Second, employment of young Indian women by white families became more than a private labor transaction between employer and employee; the Bureau of Indian Affairs (BIA) envisioned such employment as a central component of its assimilation policy. From 1880 up to the 1930s, as part of this policy, the BIA had removed thousands of Indian children to boarding schools. Many of the schools developed what came to be called “outing” programs, ostensibly to aid in the children’s assimilation, which placed the children for part of each day and usually for entire summers with local families. Boys were usually set to work doing farm labor, while girls were to be employed in domestic service within the home. Even while in school, much of the education Indian children received revolved around training them for such menial positions, a process officials often characterized as making them “useful.” Enlisting white women employers in the project of “uplifting” and “civilizing” young Indian women made white women’s households more than private homes or workplaces; they became domestic frontiers where colonial relationships continued to play themselves out. As in other colonies around the world, this intimate setting became a significant site for the reproduction and performance of colonial relationships.

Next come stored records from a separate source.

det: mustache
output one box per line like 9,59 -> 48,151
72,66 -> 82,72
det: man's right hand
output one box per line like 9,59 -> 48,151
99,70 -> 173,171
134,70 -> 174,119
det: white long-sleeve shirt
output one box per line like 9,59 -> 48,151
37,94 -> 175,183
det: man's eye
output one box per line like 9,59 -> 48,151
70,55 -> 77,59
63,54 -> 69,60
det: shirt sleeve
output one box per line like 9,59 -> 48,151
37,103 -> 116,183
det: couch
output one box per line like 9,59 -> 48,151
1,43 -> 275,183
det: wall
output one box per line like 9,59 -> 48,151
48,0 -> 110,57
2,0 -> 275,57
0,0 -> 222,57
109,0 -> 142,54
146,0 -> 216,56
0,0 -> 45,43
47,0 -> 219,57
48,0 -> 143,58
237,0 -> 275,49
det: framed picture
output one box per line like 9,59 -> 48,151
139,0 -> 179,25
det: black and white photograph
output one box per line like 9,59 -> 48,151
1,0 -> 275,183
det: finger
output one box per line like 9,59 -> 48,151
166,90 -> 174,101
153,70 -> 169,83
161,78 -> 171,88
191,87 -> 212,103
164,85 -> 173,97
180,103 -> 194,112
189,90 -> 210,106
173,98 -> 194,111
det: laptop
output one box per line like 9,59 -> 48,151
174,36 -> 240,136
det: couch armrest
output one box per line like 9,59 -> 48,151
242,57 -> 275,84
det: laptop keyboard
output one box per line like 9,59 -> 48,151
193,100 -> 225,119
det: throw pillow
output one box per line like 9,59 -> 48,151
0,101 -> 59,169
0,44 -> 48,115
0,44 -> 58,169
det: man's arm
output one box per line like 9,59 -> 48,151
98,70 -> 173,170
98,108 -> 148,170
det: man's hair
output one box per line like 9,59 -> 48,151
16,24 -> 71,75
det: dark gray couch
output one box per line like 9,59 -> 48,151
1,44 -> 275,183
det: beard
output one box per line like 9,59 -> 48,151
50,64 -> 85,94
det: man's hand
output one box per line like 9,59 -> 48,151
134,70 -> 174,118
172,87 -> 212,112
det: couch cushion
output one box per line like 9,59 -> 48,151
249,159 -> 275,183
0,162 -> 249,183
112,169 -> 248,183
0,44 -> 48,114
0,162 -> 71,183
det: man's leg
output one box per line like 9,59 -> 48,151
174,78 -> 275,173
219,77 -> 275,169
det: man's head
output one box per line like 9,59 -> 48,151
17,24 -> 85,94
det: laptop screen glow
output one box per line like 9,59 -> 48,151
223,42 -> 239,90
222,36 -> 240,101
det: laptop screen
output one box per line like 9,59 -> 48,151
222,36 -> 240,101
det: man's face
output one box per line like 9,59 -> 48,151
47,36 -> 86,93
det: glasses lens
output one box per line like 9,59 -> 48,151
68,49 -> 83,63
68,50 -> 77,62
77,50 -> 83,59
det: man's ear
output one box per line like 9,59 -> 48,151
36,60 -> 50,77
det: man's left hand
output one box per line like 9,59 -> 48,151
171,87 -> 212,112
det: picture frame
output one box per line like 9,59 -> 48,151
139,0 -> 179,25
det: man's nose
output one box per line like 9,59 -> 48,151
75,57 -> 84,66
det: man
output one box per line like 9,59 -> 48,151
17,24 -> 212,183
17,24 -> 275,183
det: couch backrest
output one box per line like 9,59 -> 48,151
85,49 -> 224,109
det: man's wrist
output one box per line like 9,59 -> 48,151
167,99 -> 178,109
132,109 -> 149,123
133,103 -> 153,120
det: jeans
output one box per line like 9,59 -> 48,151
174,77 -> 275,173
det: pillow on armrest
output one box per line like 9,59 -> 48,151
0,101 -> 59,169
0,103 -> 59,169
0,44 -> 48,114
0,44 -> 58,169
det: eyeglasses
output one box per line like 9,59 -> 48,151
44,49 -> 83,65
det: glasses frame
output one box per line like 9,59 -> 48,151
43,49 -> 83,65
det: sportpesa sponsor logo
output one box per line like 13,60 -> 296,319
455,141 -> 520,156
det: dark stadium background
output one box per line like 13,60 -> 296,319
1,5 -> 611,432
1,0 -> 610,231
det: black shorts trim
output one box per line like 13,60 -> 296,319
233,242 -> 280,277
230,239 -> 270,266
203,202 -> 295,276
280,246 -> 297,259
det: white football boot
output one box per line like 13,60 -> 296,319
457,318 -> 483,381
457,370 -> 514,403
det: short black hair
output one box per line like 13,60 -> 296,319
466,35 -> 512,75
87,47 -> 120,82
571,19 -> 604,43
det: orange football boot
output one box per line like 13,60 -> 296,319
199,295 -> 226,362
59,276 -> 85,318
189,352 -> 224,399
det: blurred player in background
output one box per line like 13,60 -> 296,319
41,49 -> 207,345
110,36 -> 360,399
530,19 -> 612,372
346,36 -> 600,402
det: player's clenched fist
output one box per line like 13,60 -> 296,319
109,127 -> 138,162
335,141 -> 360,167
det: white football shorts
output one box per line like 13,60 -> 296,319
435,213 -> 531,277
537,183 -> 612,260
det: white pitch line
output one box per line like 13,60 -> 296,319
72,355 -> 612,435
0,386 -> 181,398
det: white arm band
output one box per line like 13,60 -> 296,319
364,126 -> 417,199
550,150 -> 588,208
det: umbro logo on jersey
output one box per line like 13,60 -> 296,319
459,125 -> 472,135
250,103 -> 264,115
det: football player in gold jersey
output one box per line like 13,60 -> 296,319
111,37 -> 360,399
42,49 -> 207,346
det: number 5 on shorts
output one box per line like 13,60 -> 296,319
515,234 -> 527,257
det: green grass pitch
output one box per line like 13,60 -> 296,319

Third, the figure of the outing matron—an agent of the BIA—complicated the simple bilateral relationship between white woman employer and Indian servant. By employing outing matrons to oversee the employment of Indian girls and young women within urban households, the BIA attempted to maintain strict control over the young Indian women and to ensure that the white households in which they were employed provided the uplifting environment necessary to the servants’ assimilation. Outing matrons in the San Francisco Bay Area compiled copious files from the 1920s through the 1940s on each young Indian woman that they placed in service, a record of documentation that suggests the intense surveillance and scrutiny under which the Indian servants lived and labored.

Interestingly, however, the records also reveal the ways in which these Indian servants partially evaded the BIA’s tight control over them. Young Indian women often refused to be wedged into their assigned roles of obliging servants and rejected attempts to “uplift” them. In hundreds of small acts on a daily basis, young Indian women like Opal asserted their own independence and agendas, chipping away at the façade of colonial hierarchy and order. Most of the young Indian women servants also cast aside or simply ignored the strict Victorian-era sexual codes and gender norms that the BIA promoted in its boarding schools. Instead they appear to have maintained their own indigenous communities’ norms regarding gender and sexuality while embracing the modern gender sensibilities of the city as well.

Ultimately, the state failed in its mission to assimilate young Indian women— that is, less euphemistically, to separate them from their indigenous communities and make them useful, as domestic servants, in the colonizers’ economy. Ironically, many young Indian women used the state’s agent—the outing matron—as a mediator in conflicts with their employers. Moreover most young Indian women apparently engaged in domestic service for just a short period of their lives—as part of a patchwork of economic strategies and perhaps as a youthful adventure—before returning to their reservations and rancherias. Nevertheless, if the state fell short of its goal to assimilate the young women, it still maintained some of its authority over the young women, particularly through asserting control over the children that many young Indian women bore while in service. Thus, as in the more visible conflicts over land and labor between colonizers and indigenous Californians, the domestic frontier also proved to be a site of ongoing tension, instability, and constant negotiation.